Project

Content

The course project is intended as an opportunity to engage in research on machine learning theory. Hence, the project must contain a theoretical component. You are free to pick any topic you like, within reason.

Some examples of suitable project “types” are as follows.

Prove a new, interesting theoretical result in a new or existing machine learning model. You can be ambitious, but do also aim for something interesting to show by the end of the semester.

Example: the theory parts of this paper on Brown clustering. The theory here is actually fairly simple, and could probably be easily elaborated.
Simplify an existing but complicated result in a new, non-trivial way.
Example: Dasgupta and Gupta’s elementary proof of J-L lemma (although producing a proof this miraculous is not required!).
Unify and clarify the relationships between several (at least three or four) papers with a common theme or topic in a survey paper. Note that projects of this type will be judged especially critically for clarity and writing quality.

A project that “just” implements an algorithm and runs some experiments is not suitable, even if the algorithm comes from a theory paper.

Submission

The final product is a written report. The length of the report will depend on the context. For example, this paper introduces a problem and states the main results in about eight pages, and the proof is in a nine-page appendix.
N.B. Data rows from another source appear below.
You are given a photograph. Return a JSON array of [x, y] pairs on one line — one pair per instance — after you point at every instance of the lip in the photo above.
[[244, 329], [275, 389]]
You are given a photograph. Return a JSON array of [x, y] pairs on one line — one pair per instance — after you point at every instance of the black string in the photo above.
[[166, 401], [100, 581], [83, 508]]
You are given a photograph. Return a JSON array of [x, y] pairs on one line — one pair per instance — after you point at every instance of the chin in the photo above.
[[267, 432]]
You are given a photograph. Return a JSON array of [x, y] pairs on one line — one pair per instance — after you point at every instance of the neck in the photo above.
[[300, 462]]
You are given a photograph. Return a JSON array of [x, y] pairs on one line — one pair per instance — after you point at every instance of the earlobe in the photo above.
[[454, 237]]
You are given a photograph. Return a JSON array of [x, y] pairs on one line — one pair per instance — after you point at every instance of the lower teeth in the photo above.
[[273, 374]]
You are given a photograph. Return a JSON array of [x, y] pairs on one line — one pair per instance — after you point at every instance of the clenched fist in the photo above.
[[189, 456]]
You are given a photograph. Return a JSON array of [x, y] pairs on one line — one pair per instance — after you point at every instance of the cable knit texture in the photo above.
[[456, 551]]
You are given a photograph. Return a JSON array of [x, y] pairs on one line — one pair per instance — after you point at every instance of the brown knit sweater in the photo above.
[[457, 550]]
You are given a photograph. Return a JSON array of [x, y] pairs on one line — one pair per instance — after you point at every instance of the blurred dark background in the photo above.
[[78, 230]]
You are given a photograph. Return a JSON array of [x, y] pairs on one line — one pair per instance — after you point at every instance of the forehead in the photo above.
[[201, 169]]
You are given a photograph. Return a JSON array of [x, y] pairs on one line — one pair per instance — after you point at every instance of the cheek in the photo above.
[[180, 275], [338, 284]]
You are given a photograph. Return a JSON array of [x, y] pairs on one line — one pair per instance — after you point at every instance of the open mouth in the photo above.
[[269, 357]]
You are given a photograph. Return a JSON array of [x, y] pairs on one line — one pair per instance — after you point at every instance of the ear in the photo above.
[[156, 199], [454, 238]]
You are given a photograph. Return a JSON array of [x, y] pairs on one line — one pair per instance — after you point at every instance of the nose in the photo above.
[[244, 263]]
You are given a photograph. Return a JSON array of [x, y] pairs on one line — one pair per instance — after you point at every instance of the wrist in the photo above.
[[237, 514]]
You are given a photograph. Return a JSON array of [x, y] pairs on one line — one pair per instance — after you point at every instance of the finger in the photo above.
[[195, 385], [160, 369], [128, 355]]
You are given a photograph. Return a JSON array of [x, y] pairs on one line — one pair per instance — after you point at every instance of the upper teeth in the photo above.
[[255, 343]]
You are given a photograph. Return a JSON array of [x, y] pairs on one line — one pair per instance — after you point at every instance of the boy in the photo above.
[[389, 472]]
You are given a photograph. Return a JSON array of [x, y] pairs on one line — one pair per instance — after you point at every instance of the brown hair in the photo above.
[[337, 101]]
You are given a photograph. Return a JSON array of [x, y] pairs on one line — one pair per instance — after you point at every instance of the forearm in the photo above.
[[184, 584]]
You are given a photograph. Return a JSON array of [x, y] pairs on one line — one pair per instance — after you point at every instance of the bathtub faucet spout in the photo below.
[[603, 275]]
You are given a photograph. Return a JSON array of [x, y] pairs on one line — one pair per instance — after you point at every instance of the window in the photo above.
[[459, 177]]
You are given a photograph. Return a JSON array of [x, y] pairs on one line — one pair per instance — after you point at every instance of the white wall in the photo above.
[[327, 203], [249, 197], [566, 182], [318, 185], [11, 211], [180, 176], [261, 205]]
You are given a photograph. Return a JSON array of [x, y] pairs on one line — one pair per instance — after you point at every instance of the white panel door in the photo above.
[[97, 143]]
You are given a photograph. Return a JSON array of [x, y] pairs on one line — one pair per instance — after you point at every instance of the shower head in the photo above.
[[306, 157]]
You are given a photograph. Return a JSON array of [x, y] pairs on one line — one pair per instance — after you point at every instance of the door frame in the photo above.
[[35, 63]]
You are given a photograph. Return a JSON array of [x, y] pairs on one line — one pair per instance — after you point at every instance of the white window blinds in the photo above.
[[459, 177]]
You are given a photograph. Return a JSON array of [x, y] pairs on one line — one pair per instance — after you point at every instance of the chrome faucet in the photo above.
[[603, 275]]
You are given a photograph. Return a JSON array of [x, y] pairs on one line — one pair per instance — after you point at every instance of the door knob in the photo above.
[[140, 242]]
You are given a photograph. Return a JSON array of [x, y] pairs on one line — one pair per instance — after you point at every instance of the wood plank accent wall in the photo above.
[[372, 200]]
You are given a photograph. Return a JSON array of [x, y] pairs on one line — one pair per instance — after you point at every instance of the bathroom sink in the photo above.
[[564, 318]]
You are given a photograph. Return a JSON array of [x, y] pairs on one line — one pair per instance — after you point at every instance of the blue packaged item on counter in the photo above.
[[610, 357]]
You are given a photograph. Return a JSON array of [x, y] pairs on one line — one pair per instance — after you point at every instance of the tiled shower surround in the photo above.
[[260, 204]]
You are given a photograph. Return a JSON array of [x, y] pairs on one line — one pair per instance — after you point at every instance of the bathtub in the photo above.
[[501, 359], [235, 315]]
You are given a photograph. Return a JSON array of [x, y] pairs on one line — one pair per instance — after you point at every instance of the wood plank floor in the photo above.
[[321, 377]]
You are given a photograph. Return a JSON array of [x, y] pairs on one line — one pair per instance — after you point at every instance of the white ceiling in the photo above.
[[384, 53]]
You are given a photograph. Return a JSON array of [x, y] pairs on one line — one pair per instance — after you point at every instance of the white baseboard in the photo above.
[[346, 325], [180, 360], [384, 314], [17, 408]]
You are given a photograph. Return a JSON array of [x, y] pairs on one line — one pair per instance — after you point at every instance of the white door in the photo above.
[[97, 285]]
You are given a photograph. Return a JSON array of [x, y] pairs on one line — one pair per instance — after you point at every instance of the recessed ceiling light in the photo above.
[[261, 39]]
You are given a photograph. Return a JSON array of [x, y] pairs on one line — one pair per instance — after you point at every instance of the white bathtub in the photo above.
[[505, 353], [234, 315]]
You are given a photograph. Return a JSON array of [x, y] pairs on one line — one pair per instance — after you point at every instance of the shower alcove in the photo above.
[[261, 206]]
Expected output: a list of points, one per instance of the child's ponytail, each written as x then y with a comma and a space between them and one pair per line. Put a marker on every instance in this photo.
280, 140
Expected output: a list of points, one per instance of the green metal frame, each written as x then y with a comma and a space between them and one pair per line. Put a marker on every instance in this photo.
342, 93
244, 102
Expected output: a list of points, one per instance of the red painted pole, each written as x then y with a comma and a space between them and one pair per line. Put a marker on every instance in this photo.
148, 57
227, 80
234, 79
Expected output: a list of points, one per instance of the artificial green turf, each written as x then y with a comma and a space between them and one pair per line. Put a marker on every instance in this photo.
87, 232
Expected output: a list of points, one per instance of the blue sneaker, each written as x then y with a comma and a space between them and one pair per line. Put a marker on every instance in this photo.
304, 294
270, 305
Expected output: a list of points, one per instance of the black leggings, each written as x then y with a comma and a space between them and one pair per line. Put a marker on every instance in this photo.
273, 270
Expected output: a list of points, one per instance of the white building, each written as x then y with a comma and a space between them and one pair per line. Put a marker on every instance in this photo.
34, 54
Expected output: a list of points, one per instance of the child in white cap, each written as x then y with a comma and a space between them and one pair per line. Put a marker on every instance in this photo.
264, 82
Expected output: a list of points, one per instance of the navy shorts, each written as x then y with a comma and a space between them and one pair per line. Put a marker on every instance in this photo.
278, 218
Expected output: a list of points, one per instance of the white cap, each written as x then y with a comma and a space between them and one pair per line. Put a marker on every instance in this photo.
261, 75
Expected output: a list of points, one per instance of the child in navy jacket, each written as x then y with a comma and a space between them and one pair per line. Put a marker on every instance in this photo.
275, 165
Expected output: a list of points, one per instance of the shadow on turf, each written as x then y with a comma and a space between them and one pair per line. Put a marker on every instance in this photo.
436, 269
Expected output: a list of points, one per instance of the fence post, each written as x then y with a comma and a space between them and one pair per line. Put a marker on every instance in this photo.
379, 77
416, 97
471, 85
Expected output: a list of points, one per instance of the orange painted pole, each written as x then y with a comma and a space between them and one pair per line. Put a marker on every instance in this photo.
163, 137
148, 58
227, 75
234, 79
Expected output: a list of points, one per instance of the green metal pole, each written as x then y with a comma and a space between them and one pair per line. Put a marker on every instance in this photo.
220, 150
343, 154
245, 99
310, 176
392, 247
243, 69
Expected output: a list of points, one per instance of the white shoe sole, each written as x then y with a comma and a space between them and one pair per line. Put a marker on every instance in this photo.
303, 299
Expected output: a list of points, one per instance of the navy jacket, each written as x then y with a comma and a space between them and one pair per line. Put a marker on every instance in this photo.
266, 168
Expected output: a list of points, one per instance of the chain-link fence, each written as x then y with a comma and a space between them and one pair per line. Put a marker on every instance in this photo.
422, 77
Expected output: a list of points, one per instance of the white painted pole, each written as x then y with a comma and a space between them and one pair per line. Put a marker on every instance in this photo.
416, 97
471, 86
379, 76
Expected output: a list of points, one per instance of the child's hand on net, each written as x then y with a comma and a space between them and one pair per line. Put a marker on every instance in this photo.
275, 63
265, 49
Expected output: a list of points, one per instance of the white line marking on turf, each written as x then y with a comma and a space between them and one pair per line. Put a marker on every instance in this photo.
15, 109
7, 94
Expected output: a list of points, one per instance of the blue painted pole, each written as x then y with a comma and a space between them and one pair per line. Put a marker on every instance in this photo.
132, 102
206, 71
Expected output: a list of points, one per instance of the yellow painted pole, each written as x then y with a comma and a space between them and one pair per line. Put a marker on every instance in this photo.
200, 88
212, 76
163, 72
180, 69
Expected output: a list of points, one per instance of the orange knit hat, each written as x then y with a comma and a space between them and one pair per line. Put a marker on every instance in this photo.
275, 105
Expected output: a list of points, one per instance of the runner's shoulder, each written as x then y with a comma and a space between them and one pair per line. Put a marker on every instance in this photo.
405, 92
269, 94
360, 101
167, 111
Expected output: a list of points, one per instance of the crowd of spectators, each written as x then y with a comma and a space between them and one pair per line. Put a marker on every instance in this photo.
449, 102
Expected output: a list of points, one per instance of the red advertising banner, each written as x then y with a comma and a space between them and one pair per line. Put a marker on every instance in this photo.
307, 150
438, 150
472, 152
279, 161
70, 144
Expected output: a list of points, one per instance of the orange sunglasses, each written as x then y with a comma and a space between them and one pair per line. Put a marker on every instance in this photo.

As another example, this paper simplifies the main result of an award-winning PhD thesis in a single page. Quality and clarity are more important than quantity.

There is a tentative plan to hold a poster session during the final exam period for this course (Dec 21). The posters don’t need to be very elaborate (e.g., feel free to draw them by hand), but you should prepare a short oral presentation (about five to seven minutes) that is visually aided by the poster.

Update: there aren’t enough research projects to warrant having a poster session, so we’ll forego this.

Deadlines

Oct 12: Submit a project proposal (one or two pages should suffice), describing the project type, the chosen topic, and some preliminary “leg-work”. For instance:
- If you seek to prove a new result, formally state the problem or conjecture, along with background information explaining why such a result is interesting given the prior art, and why you think you can obtain the result (e.g., possible approaches, high-level ideas why the result should be true).
- If you seek to simplify an existing result, formally state the existing result and what is unsatisfactory about the existing solution, give evidence that the result remains unsimplified to this date (e.g., by referencing its use as a “black-box” in subsequent works), and explain why you think you can obtain the simplification.
- If you seek to unify several papers in a survey, formally introduce the common theme or topic of the papers, briefly summarize the high-level ideas of each paper, and explain your unifying thesis and why it transcends the individual papers themselves. You do not have to have read all of the selected papers before submitting the proposal, but you should have a few additional “back-up” papers in case some of the unread selected papers don’t turn out to be relevant.
Nov 16: Submit a progress report (one or two pages).
Dec 21: Submit the final project report.

If you need to change your project type or topic after submitting the proposal, you must first confirm this with the instructor and submit a new proposal.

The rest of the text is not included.